Um Terroranschläge schwieriger zu machen, hat die EU Anfang 2016 u.a. neue Maßnahmen zum Schutz vor Geldwäsche gefordert. Die Umsetzung dieser Forderungen ist mit der Veröffentlichung im Bundesanzeiger vorgestern in Kraft getreten. Da keine Übergangsfrist für das Inkrafttreten des Gesetzes galt, scheint die Versicherungswirtschaft von dem Maßnahmen vollkommen überrumpelt zu sein. Zwar hätte bereits seit letztem Monat, als der Bundesrat das Gesetz beschloss, dessen Auswirkungen klar sein müssen, dennoch wurden Vertriebe und Makler kalt erwischt. „Erst am gestrigen Tag haben uns die ersten Versicherer informiert, wie sich die neuen Regelungen auf die Annahme von Lebensversicherungsgeschäft auswirken“, erklärt Oliver Pradetto, Geschäftsführer von blau direkt verärgert.

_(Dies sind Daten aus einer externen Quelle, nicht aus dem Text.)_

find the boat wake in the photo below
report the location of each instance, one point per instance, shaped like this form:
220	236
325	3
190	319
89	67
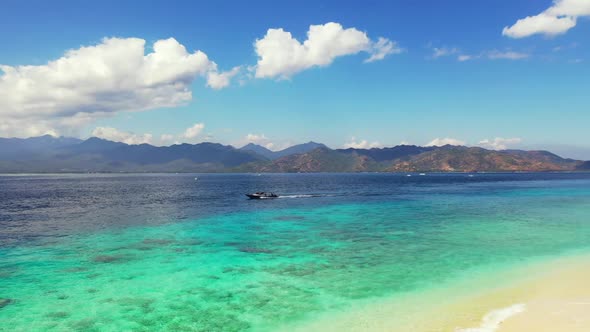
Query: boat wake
303	196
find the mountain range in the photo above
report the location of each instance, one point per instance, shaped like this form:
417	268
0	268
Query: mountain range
62	154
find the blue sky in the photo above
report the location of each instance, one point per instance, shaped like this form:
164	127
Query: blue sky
527	88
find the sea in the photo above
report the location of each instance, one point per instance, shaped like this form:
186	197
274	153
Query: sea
190	252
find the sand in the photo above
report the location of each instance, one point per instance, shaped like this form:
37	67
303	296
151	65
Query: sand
549	295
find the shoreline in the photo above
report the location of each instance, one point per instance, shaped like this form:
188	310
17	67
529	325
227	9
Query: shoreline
545	295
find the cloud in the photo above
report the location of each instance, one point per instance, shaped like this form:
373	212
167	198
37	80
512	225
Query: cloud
499	143
259	139
216	80
194	131
362	144
382	48
445	141
281	56
555	20
507	55
116	135
98	81
443	51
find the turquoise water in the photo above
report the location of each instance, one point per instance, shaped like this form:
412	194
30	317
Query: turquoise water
265	268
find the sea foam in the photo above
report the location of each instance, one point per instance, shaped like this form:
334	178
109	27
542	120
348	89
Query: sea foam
491	321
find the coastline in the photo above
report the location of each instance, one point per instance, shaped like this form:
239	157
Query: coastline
545	295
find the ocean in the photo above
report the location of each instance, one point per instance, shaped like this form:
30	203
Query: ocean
189	252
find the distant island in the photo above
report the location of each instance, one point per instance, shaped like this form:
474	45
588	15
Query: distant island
48	154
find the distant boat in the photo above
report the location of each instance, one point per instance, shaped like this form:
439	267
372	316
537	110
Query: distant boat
262	195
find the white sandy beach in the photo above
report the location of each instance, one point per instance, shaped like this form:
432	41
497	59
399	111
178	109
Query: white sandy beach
549	296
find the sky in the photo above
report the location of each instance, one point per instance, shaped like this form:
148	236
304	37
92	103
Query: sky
492	73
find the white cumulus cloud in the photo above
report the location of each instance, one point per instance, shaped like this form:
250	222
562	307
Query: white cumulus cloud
194	131
98	81
499	143
507	55
555	20
280	55
116	135
360	144
445	141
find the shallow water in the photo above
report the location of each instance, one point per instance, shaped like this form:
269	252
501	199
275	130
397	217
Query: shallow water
166	252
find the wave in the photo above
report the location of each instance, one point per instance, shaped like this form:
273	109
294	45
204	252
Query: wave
304	196
491	322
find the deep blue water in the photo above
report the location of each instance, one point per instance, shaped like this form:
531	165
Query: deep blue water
41	207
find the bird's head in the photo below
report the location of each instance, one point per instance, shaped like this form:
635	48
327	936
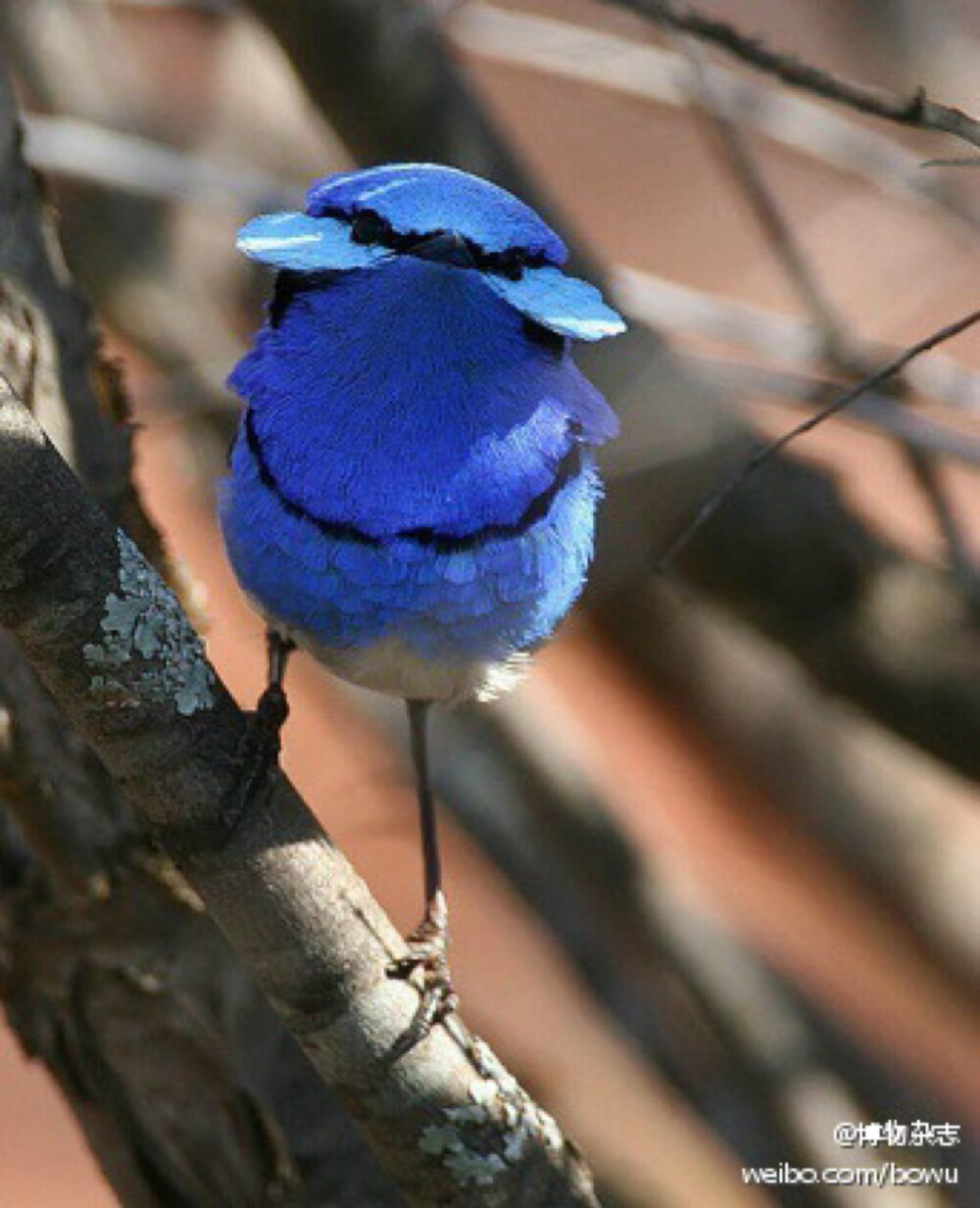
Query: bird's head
363	220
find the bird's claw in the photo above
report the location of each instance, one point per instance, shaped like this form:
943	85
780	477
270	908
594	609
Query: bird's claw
260	750
426	950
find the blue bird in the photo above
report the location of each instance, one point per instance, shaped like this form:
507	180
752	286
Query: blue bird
414	488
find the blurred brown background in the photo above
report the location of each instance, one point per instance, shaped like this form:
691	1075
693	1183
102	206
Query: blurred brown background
768	851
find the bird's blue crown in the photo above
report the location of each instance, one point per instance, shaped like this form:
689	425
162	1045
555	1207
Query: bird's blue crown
364	218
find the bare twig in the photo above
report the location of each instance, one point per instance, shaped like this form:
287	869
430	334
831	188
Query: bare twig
781	338
917	112
838	347
607	61
876	411
767	452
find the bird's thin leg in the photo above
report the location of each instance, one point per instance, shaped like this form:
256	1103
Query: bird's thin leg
429	942
265	725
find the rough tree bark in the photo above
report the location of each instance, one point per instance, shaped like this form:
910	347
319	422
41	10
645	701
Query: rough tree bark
110	971
118	653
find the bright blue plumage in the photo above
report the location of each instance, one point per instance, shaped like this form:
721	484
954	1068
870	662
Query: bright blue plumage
424	197
415	472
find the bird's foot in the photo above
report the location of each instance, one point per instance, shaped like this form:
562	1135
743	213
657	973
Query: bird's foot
259	752
426	950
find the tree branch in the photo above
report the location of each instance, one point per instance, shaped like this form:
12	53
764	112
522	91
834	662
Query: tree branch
917	112
120	657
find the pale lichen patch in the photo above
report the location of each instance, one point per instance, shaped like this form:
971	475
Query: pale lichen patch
144	620
483	1138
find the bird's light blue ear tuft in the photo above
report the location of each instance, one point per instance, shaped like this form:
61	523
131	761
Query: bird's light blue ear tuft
564	305
421	198
306	244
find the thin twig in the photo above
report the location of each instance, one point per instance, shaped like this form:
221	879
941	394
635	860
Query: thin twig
732	146
917	112
783	340
760	457
602	60
838	348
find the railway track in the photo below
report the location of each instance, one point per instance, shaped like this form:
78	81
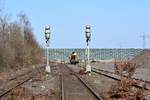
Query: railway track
114	76
18	81
74	87
139	84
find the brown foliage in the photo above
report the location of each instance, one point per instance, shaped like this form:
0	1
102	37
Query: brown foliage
18	46
124	89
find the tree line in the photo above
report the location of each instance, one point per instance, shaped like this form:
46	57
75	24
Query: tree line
18	46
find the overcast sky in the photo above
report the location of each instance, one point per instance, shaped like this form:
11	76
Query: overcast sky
115	23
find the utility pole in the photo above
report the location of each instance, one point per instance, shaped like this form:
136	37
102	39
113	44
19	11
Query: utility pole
88	39
47	37
144	39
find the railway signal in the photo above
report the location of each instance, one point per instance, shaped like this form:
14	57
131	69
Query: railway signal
47	37
88	39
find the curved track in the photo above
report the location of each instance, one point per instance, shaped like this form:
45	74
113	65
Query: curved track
74	87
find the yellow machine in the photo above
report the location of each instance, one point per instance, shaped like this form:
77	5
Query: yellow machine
74	58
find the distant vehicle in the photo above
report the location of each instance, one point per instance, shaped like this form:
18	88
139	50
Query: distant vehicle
74	59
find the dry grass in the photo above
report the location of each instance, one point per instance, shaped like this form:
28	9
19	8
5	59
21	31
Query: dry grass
124	89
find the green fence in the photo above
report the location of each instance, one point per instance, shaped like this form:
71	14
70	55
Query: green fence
98	54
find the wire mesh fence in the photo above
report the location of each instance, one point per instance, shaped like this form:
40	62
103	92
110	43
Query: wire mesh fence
96	54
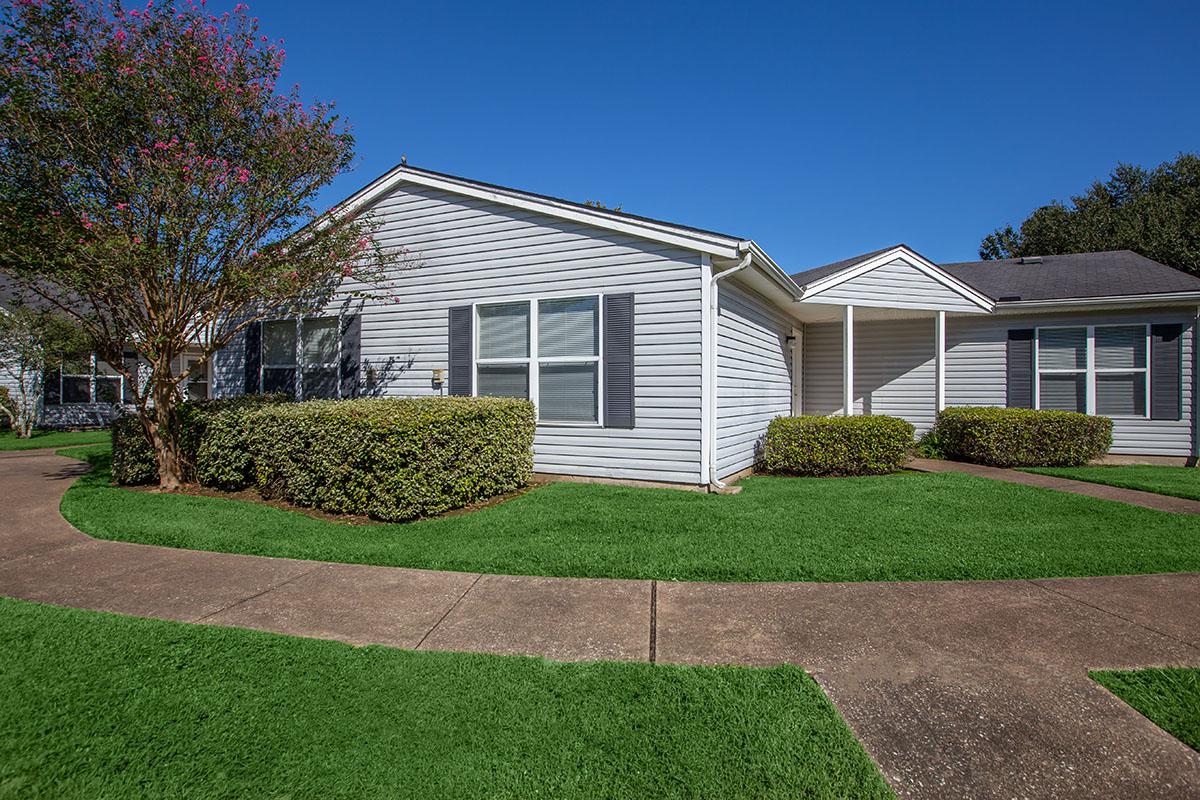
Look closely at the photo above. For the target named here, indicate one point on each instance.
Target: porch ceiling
(808, 311)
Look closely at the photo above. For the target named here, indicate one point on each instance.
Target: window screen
(1121, 353)
(569, 328)
(504, 331)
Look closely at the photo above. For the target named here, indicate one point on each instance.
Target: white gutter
(1167, 296)
(714, 316)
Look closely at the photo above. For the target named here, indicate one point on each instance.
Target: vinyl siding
(894, 371)
(466, 251)
(754, 377)
(975, 372)
(897, 286)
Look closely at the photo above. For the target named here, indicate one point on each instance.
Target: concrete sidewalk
(957, 689)
(1102, 491)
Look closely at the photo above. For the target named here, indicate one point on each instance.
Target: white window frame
(534, 361)
(298, 382)
(1090, 370)
(186, 388)
(91, 383)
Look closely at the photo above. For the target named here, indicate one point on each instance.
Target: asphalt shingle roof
(1077, 275)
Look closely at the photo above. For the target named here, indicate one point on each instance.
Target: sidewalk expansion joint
(258, 594)
(654, 621)
(449, 611)
(1113, 613)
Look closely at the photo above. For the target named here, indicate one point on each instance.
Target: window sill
(544, 423)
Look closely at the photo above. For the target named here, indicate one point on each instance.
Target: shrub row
(391, 459)
(837, 445)
(1019, 437)
(133, 456)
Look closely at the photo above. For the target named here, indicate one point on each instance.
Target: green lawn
(97, 705)
(1177, 481)
(9, 439)
(1170, 698)
(906, 527)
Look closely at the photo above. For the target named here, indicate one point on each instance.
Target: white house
(658, 352)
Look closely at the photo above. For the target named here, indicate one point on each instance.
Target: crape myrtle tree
(156, 187)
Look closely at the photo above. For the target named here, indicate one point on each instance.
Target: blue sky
(820, 131)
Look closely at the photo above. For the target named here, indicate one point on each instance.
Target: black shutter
(52, 391)
(348, 368)
(1167, 372)
(130, 386)
(618, 361)
(1019, 392)
(461, 334)
(253, 359)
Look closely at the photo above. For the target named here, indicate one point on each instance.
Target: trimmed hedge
(133, 457)
(1021, 437)
(837, 445)
(393, 459)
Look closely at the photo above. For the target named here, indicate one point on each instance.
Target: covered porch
(873, 337)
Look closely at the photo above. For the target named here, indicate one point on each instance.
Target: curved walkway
(958, 689)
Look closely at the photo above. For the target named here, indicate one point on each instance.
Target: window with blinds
(1062, 368)
(300, 358)
(1121, 373)
(1093, 370)
(545, 350)
(569, 360)
(503, 350)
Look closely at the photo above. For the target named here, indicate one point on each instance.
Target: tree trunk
(165, 435)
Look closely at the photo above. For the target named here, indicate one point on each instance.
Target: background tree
(30, 342)
(1155, 212)
(155, 186)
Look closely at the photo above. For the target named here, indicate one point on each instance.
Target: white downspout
(714, 316)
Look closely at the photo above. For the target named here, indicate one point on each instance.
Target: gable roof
(706, 241)
(816, 281)
(1111, 274)
(807, 277)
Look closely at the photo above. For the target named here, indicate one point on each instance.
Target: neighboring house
(658, 352)
(85, 391)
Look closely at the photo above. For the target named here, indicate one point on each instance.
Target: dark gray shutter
(352, 348)
(460, 350)
(130, 389)
(618, 361)
(253, 359)
(52, 391)
(1019, 392)
(1167, 372)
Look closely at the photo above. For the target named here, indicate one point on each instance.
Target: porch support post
(847, 361)
(940, 359)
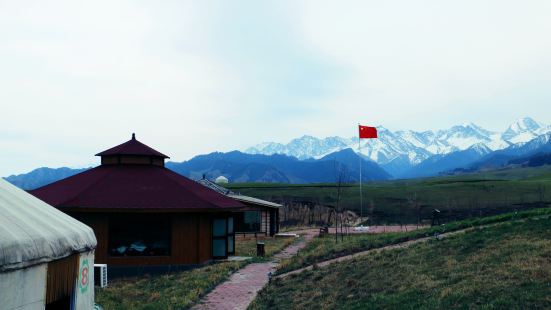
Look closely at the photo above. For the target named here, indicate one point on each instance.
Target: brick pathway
(241, 288)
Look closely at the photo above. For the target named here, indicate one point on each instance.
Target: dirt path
(363, 253)
(241, 288)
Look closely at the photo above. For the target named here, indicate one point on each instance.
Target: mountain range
(399, 154)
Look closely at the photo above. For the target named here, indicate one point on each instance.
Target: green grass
(504, 266)
(458, 197)
(179, 290)
(321, 249)
(271, 246)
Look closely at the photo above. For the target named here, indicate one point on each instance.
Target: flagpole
(360, 156)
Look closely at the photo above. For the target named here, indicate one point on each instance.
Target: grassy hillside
(321, 249)
(505, 266)
(398, 201)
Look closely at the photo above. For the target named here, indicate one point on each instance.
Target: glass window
(248, 221)
(133, 235)
(230, 225)
(219, 228)
(219, 247)
(230, 244)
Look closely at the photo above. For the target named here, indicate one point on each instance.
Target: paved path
(241, 288)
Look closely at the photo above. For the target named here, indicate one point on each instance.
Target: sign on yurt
(46, 256)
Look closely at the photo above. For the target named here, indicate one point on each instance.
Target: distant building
(259, 216)
(46, 257)
(143, 213)
(221, 180)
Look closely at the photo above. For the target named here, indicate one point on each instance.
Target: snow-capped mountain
(401, 150)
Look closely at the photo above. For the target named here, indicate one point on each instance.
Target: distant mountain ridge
(241, 167)
(400, 151)
(401, 154)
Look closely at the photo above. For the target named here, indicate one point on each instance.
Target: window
(139, 236)
(248, 221)
(223, 237)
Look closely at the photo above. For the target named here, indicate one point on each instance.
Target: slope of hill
(440, 163)
(457, 197)
(241, 167)
(503, 266)
(497, 159)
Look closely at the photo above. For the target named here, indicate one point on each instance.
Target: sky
(193, 77)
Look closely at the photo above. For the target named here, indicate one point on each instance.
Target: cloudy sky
(191, 77)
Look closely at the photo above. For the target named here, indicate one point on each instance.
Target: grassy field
(178, 290)
(458, 197)
(271, 246)
(321, 249)
(504, 266)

Besonders ärgerlich empfindet Pradetto, dass für die Identifikation nach dem Geldwäschegesetz nicht mehr die Abbuchung von einem einheimischen Konto ausreicht, also die Erteilung eines Sepa-Mandats. Stattdessen muss der Vermittler die Identifikation des Versicherungsnehmers und aller Bezugsberechtigten persönlich vornehmen. Ein unnötiger Aufwand, so der Geschäftsführer: „Wir haben hier jetzt einige hundert Anträge liegen, für die wir eine Nachbearbeitung beim Makler anfordern müssen. Der muss jetzt nochmal zum Kunden rennen und die Identifikation neu durchführen.“ Ansonsten besteht für den Versicherer ein großes Risiko, denn ein Verstoß gegen das Geldwäschegesetz stellt eine Straftat dar. Entsprechend ist die Versicherungswirtschaft verunsichert, auch weil die BaFin noch nicht konkret geäußert hat, wie die Verordnung konkret umgesetzt wird. So muss jeder Versicherer sich im Rahmen seines Risikomanagements überlegen, wie er die Realisierung gewährleistet. „Auch wenn ich verstehe, dass der Umsetzungszeitraum die Versicherer kalt erwischt, so ist die Vorgehensweise eine bodenlose Frechheit von den Lebensversicherern,“ schäumt Poolchef Pradetto vor Wut. „Die Informationen kommen viel zu spät und klar sind die neuen Anforderungen auch nicht in jedem Fall. Rückfragen in den jeweiligen Antragsabteilungen verursachen große Verunsicherung. Die wissen nicht einmal selbst, was sie eigentlich genau brauchen.“ Gerade einmal 8 von über 80 Lebensversicherungspartnern hätten bisher überhaupt ihre Anforderungen formuliert, obwohl die Umsetzung bereits seit gestern notwendig ist. „Es ist die eine Sache, dass man es nicht schafft, die Angelegenheit rechtzeitig zu regeln und wenigstens dabei auch die eigenen Mitarbeiter zu informieren aber dann will auch noch jeder etwas anderes! Wie die Vermittler das stemmen sollen, scheint den Herren Vorständen vollkommen egal zu sein.“ schimpft Pradetto.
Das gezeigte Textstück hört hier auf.